Les caractéristiques des conflits armés évoluent. Des innovations autrefois réservées à la science-fiction ou aux laboratoires sont déployées sur les champs de bataille contemporains. Parallèlement, on assiste à l’émergence de nouvelles méthodes de guerre qui risquent d’estomper les limites ancestrales entre le militaire et le civil, entre le matériel et le numérique, et entre les activités relevant des conflits armés et celles n’en relevant pas. Cette transformation n’est pas d’ordre purement technologique : elle est conceptuelle, doctrinale et stratégique.
Les conflits contemporains sont façonnés par trois grandes tendances interdépendantes : la recherche d’une réduction des risques motivée par des considérations relatives à la protection de la force, la volonté d’accroître la létalité et l’intégration croissante des civils et des biens de caractère civil dans les activités militaires. Chacune de ces tendances constitue un obstacle particulier à la protection des populations et à l’application du droit international humanitaire (DIH) et risque d’ébranler certains des principes sur lesquels repose la conduite de la guerre.
La montée en puissance des systèmes sans équipage et autonomes
L’innovation militaire la plus manifeste et la plus largement adoptée ces dix dernières années est la prolifération des systèmes sans équipage – drones dans les airs, véhicules au sol ou navires en mer. Autrefois accessibles uniquement à une poignée d’États avancés sur le plan technologique, ils sont aujourd’hui quasiment omniprésents dans les conflits contemporains, y compris au sein des groupes armés non étatiques.
Ces systèmes se subdivisent en deux catégories. La première regroupe les systèmes commerciaux normalisés reconditionnés pour un usage militaire, qui sont abordables sur le plan financier, adaptables et souvent jetables. Conçus et fabriqués à l’origine pour un usage civil, ils sont aujourd’hui utilisés à des fins de renseignement, surveillance et reconnaissance et de commandement, contrôle et communication, ainsi que, de plus en plus, pour lancer des attaques. La deuxième catégorie englobe les systèmes sans équipage spécialement conçus pour les opérations militaires. Il s’agit notamment des drones de frappe de longue portée, des munitions rôdeuses autonomes et des plateformes terrestres pour l’appui au combat, la logistique et même les évacuations sanitaires.
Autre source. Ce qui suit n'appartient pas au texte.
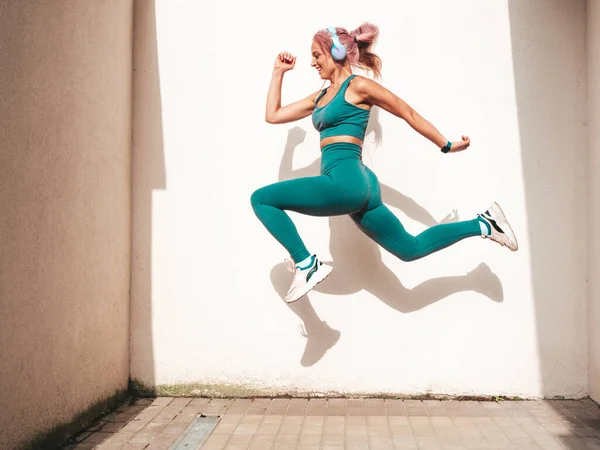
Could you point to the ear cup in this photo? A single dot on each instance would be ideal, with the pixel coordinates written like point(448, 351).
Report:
point(338, 51)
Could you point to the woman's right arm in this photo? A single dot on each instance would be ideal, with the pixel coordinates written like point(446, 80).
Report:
point(275, 113)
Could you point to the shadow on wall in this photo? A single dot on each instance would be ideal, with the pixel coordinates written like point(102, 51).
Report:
point(547, 39)
point(360, 266)
point(148, 175)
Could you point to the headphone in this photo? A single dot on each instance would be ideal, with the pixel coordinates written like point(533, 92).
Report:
point(338, 51)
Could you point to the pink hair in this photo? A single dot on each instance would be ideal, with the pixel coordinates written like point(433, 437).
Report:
point(358, 45)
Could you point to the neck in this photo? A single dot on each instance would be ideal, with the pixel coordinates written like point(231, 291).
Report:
point(339, 76)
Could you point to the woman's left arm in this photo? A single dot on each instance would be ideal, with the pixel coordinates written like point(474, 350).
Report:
point(373, 93)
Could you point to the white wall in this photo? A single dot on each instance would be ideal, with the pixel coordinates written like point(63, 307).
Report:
point(65, 146)
point(593, 53)
point(207, 277)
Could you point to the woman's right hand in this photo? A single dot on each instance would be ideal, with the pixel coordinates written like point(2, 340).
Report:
point(285, 62)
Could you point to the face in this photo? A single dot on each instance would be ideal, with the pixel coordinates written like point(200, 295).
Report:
point(322, 61)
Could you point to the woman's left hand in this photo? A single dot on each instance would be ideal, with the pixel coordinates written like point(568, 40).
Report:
point(459, 146)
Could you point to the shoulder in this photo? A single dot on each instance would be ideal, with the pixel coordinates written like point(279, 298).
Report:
point(364, 86)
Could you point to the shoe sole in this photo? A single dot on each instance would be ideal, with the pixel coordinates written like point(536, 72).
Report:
point(323, 272)
point(506, 227)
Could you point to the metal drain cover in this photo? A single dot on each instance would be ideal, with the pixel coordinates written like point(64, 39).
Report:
point(195, 434)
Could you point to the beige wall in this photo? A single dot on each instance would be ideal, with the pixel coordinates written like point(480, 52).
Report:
point(593, 52)
point(65, 115)
point(207, 280)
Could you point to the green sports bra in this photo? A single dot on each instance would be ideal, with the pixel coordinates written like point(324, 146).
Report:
point(338, 117)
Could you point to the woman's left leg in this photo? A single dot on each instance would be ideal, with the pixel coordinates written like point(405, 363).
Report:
point(381, 225)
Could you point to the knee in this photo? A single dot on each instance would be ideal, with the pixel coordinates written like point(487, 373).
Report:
point(256, 198)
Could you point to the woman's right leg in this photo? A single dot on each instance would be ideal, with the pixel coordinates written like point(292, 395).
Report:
point(343, 189)
point(324, 195)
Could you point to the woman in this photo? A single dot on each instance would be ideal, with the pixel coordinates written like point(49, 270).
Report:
point(346, 186)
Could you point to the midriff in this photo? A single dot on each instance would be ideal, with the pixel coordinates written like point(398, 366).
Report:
point(334, 139)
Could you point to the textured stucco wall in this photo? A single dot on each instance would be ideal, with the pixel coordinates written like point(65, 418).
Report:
point(474, 319)
point(65, 135)
point(593, 54)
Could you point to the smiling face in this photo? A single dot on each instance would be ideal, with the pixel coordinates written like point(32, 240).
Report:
point(322, 61)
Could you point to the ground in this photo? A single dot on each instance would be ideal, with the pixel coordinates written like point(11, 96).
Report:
point(336, 424)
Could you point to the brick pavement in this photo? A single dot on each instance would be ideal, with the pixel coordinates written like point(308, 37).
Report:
point(336, 424)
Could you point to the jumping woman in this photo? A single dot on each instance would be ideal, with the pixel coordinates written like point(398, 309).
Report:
point(346, 186)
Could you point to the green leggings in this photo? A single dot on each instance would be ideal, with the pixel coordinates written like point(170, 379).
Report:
point(347, 186)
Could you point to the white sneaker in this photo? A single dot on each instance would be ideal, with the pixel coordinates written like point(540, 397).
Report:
point(306, 279)
point(502, 232)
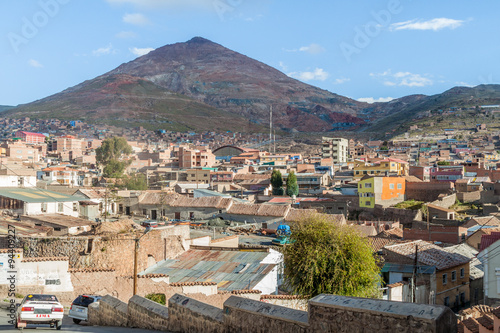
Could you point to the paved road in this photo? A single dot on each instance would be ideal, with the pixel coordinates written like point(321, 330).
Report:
point(68, 326)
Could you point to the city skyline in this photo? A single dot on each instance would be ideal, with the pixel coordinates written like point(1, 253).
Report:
point(366, 51)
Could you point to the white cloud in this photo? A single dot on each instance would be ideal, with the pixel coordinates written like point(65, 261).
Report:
point(126, 34)
point(403, 79)
point(341, 80)
point(135, 19)
point(372, 100)
point(318, 74)
point(140, 51)
point(103, 51)
point(169, 4)
point(312, 48)
point(34, 63)
point(434, 24)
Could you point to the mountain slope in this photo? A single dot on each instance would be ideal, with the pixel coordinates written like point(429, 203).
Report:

Les chiffres de la production dans les conflits en cours illustrent l’ampleur de cette transformation. Alors qu’autrefois, seuls quelques États pouvaient recourir à une poignée de systèmes, la majorité des forces armées étatiques ont aujourd’hui accès à des flottes entières de systèmes, qui se comptent parfois par millions. Ces chiffres indiquent non seulement une adaptation tactique mais aussi un changement fondamental de la façon dont la force militaire est produite et projetée.
Les véhicules maritimes et terrestres sans équipage connaissent eux aussi des progrès rapides. Des drones navals ont été utilisés dans le cadre d’opérations offensives contre des navires, des cibles côtières, des hélicoptères et des aéronefs à voilure fixe. Des plateformes terrestres sont mises à l’essai et déployées pour toutes sortes d’activités, allant de la pose de mines à l’appui au combat. Une opération conjointe récente conduite entièrement par des systèmes sans équipage, bien qu’à une échelle limitée, a permis d’avoir un aperçu de ce que pourrait être un conflit entièrement automatisé.
Tout voir, en tout temps et en tout lieu : capteurs persistants et environnement informationnel
Une autre caractéristique déterminante du champ de bataille contemporain est l’intensification de la collecte de données et de l’intégration de capteurs. Aujourd’hui, les forces armées et les acteurs non étatiques s’appuient sur une vaste gamme d’outils, tels que l’imagerie thermique et les dispositifs de vision nocturne, les systèmes de détection et de télémétrie par ondes lumineuses (LiDAR), les radars, les capteurs acoustiques, les métadonnées et les liaisons satellites, pour obtenir une image opérationnelle commune.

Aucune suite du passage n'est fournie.